Photographie

Textes

Il existe un code de l'artiste qui transporte l'infini de ses aspirations dans l'univers qui l'entoure. C'est un vœu d'amour qui, par un geste métaphysique, établit un pont avec le monde qui l'entoure. L'œuvre de Petsire suit cet état d'esprit. Elle est avant tout sa vérité. Elle y confirme ses inquiétudes sur la pérennité de la planète. Elle exprime bien ce que l'on appelle une "action sans paroles", une œuvre qui transcrit sa vie en un véritable journal de son existence. Elle témoigne de la recherche de l'artiste dans ce thème des possibilités infinies. L'impalpable qui se trouve à la racine de ce contexte passionne et exerce un étrange enchantement, comme si un aimant était présent entre la surface de l'œuvre et l'esprit de l'observateur - conduisant à un territoire de plaisir et de liberté intérieure.

Dans l'approche formelle proposée par Nathalie Petsiré Barends, elle subvertit différents canons de la photographie contemporaine, les libérant des chaînes muséologiques de la préservation et de la conservation.

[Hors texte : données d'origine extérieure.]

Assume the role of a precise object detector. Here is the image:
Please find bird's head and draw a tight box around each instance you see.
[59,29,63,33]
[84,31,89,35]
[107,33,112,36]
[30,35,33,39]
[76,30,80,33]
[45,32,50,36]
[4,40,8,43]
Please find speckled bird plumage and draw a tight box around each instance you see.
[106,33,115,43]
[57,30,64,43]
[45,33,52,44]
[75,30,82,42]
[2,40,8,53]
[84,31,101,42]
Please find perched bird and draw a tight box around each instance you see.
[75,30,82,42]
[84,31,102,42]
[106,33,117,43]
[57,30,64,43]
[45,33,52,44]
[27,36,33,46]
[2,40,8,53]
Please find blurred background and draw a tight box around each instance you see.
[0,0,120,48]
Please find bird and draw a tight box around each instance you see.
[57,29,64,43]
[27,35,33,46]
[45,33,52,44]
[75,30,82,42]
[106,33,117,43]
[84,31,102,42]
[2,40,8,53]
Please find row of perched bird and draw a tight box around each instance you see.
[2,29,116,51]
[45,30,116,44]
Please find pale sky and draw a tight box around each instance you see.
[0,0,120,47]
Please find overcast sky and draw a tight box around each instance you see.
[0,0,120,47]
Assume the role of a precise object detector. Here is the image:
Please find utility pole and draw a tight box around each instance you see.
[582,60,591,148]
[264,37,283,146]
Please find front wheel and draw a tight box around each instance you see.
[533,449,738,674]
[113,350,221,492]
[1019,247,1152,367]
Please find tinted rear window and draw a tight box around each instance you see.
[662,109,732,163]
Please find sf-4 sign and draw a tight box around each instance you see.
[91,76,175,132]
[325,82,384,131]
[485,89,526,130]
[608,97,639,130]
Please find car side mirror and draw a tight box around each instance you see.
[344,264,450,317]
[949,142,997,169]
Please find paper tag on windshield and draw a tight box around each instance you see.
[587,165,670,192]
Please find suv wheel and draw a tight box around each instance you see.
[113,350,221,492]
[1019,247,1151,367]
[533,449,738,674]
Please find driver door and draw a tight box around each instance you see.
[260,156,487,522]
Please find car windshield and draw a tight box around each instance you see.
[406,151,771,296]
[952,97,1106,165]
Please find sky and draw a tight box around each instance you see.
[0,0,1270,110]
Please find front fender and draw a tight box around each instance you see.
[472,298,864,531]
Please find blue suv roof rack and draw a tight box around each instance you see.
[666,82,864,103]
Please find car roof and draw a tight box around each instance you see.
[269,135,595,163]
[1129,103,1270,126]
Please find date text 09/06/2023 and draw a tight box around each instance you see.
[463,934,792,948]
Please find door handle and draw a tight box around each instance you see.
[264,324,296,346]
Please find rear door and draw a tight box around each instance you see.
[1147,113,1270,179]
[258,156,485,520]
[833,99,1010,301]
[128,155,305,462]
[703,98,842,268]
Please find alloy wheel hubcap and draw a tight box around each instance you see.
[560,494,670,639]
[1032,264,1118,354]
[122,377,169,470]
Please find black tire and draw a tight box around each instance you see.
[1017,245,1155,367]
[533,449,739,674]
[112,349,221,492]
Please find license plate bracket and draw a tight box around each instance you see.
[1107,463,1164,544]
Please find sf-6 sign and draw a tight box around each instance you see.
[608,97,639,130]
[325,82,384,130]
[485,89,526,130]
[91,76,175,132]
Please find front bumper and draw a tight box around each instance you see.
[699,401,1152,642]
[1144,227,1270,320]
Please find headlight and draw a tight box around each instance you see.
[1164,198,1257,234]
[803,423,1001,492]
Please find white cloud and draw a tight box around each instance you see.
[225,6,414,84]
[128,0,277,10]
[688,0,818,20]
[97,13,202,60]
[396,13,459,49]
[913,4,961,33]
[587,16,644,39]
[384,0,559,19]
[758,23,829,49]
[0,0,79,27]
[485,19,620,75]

La possibilité de manipuler les œuvres et leur comparaison par la projection et la transparence, libère la photographie de son poids le plus lourd, la monture pérenne, toujours remise en question du fait de sa propre fragilité. L'observateur est placé devant ce qui pourrait être sa propre image, dans une attitude d'interaction et d'intégration qui se rapproche d'une installation tridimensionnelle ou de l'art vestimentaire. Enfin, la barrière physique est dépassée et nous rencontrons une œuvre ludique aux attraits esthétiques variés, où nous nous retrouvons avec l'autre, l'artiste lui-même, en tant que participants au processus créatif, dans une fusion de l'œuvre, de l'auteur et de l'observateur, qui devient maintenant créateur. Cela nous conduit à une autre synthèse de l'expérience artistique, où l'auteur, avec son œuvre, s'unit à l'observateur.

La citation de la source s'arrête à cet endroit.